No futuro próximo, a decisão tomada vai prolongar e agravar a situação de instabilidade que estes assuntos sempre geram. Em vez de durar dois meses irá demorar um ano, partindo do princípio que será, finalmente respeitado o critério de rotação e o então CEMA passará a CEMGFA. Esta solução coloca a Marinha sob uma chefia que vai durar um ano, ou seja, um terço do período normal, o que, obviamente, não é bom para o ramo, nem para o EMGFA.

Pior. É também uma decisão insólita e de desfecho incerto. Insólita porque passa da rotina de anunciar a nomeação com a antecedência mínima de um mês, que é o que a lei exige, para a antecedência de um ano. Um mês tem sido, geralmente, considerado como menos do que o necessário para o próximo chefe finalizar a sua preparação e familiarizar-se com os dossiers mais prementes. Dois a três meses é o período geralmente recomendado. Um ano é excessivo porque deixa “aberta a porta” a muitas variáveis que ninguém pode prever – muito menos controlar – e que, no final, podem determinar a procura de outra solução. Que se fará, então, nessa eventualidade? Escolhe-se um vice-almirante para o lugar de CEMGFA, sem a tal experiência de CEMA que hoje parece indispensável, ou não se cumpre a rotatividade mais uma vez, contra o procedimento acordado e recomendação do Presidente da República?

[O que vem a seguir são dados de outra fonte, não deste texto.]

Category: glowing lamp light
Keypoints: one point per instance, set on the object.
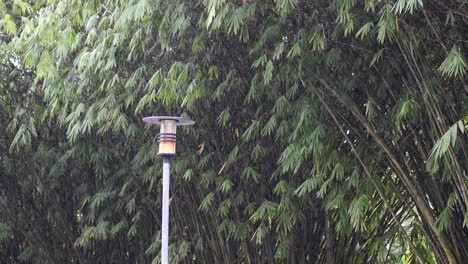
(167, 140)
(167, 137)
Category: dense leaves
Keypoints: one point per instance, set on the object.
(327, 131)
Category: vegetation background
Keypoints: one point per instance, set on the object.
(327, 131)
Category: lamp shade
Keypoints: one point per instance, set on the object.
(167, 136)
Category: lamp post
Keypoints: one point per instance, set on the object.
(167, 143)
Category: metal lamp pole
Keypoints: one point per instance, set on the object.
(167, 142)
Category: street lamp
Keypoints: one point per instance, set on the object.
(167, 143)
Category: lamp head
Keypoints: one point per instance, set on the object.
(167, 136)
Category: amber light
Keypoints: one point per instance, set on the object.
(167, 137)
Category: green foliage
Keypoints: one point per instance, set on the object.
(315, 121)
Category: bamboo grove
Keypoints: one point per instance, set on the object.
(327, 131)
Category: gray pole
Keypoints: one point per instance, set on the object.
(165, 212)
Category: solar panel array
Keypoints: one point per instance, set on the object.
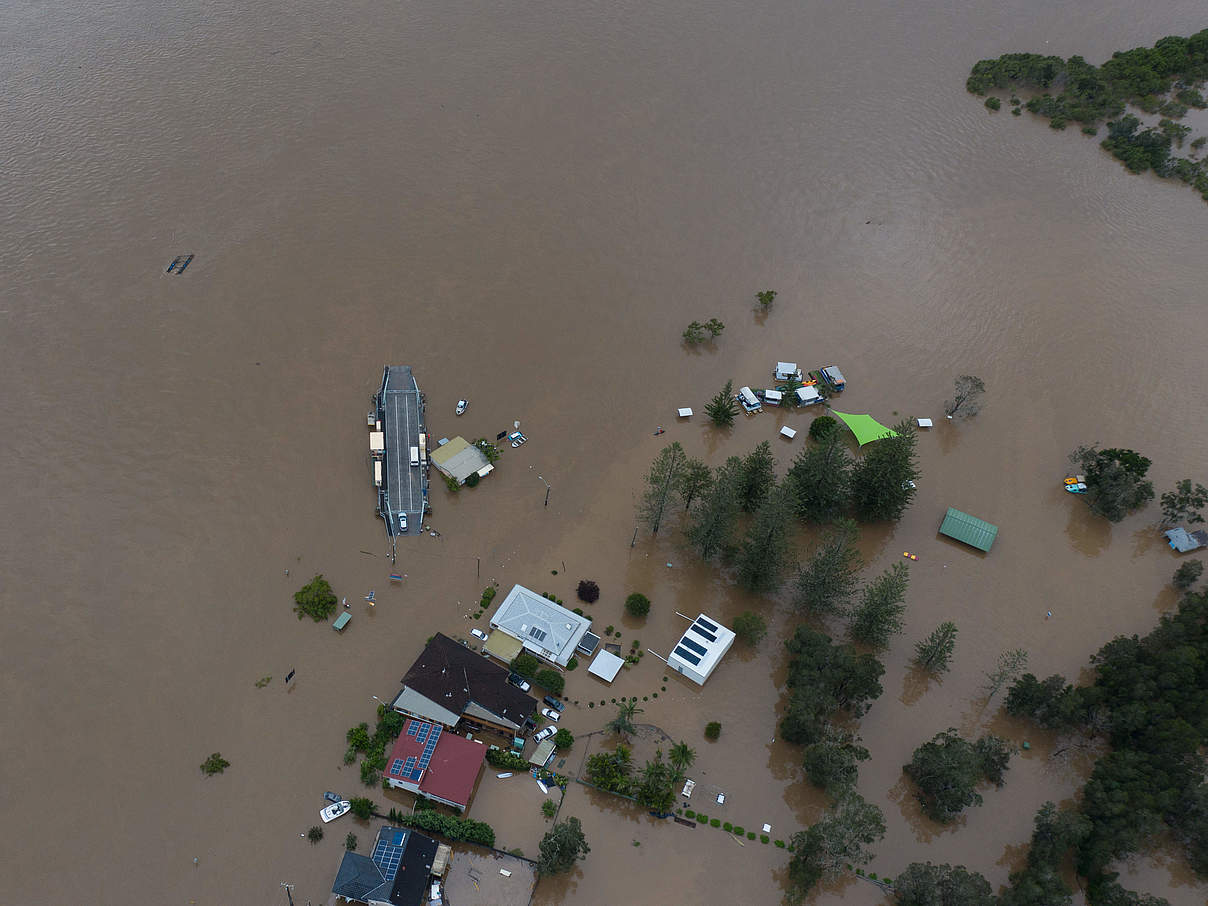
(388, 853)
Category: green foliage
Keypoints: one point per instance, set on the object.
(315, 599)
(825, 679)
(562, 847)
(712, 526)
(507, 760)
(1184, 503)
(878, 616)
(927, 884)
(841, 837)
(722, 408)
(1188, 574)
(948, 768)
(766, 553)
(882, 481)
(526, 665)
(756, 477)
(825, 584)
(967, 393)
(1115, 480)
(823, 427)
(750, 627)
(214, 765)
(832, 762)
(692, 481)
(661, 481)
(934, 652)
(637, 604)
(550, 680)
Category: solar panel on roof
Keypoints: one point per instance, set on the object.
(687, 655)
(695, 645)
(702, 632)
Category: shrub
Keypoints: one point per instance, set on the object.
(637, 604)
(214, 765)
(551, 680)
(315, 599)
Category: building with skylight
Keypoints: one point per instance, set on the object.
(701, 649)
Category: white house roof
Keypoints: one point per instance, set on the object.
(701, 648)
(607, 666)
(541, 626)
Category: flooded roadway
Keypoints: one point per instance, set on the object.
(528, 207)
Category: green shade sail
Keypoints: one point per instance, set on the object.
(974, 532)
(865, 428)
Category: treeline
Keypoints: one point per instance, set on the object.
(1075, 91)
(823, 485)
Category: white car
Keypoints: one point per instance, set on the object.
(335, 811)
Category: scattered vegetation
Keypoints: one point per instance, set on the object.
(214, 765)
(562, 847)
(315, 599)
(948, 768)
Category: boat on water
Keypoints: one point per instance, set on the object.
(335, 811)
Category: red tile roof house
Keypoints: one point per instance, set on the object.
(434, 762)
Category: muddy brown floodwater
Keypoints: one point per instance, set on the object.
(527, 204)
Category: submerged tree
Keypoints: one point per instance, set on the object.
(883, 481)
(661, 481)
(1115, 480)
(934, 652)
(878, 616)
(766, 553)
(1184, 503)
(967, 395)
(826, 582)
(722, 408)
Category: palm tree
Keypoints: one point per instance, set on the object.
(622, 724)
(681, 755)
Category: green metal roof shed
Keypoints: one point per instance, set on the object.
(974, 532)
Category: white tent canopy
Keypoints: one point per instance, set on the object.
(607, 666)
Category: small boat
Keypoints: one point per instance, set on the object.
(335, 811)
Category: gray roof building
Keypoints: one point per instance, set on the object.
(545, 628)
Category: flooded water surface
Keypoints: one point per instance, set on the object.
(527, 204)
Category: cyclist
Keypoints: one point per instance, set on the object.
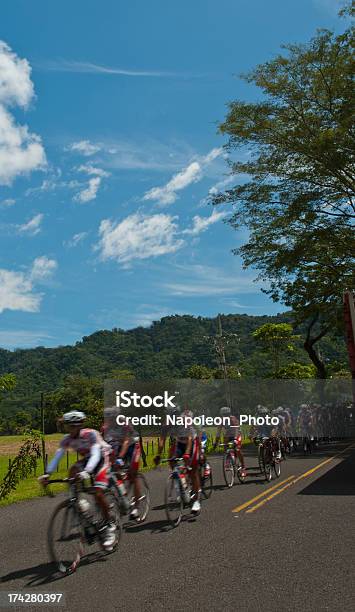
(280, 432)
(124, 441)
(265, 431)
(95, 463)
(184, 442)
(231, 434)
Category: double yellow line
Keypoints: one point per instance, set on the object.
(278, 488)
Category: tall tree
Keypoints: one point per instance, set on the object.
(298, 196)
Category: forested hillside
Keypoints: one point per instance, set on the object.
(168, 348)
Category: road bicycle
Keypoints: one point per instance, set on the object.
(123, 486)
(206, 477)
(267, 459)
(178, 490)
(77, 522)
(232, 467)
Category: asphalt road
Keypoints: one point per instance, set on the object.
(290, 549)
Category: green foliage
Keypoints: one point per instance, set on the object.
(23, 465)
(296, 370)
(297, 200)
(275, 338)
(200, 372)
(7, 382)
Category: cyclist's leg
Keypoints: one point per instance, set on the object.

Não é bom para as Forças Armadas, consequentemente para o País, que, por conveniências políticas de ocasião, se deixem em suspenso por tanto tempo assuntos de que depende o regular funcionamento de uma instituição e que, os militares esperam ver solucionados rapidamente e de forma transparente. Não perceber que não deve ser assim é não cuidar da manutenção de um relacionamento político-militar positivo, algo que faz sempre falta.

[1] O registo disponível, que se inicia, em 1950 inclui, fora do Exército, apenas o contra-almirante Ortins de Bettencourt (1951/1955), o general da Força Aérea Venâncio Deslandes (1968/1972) e o general Lemos Ferreira (1984/1989), também da Força Aérea.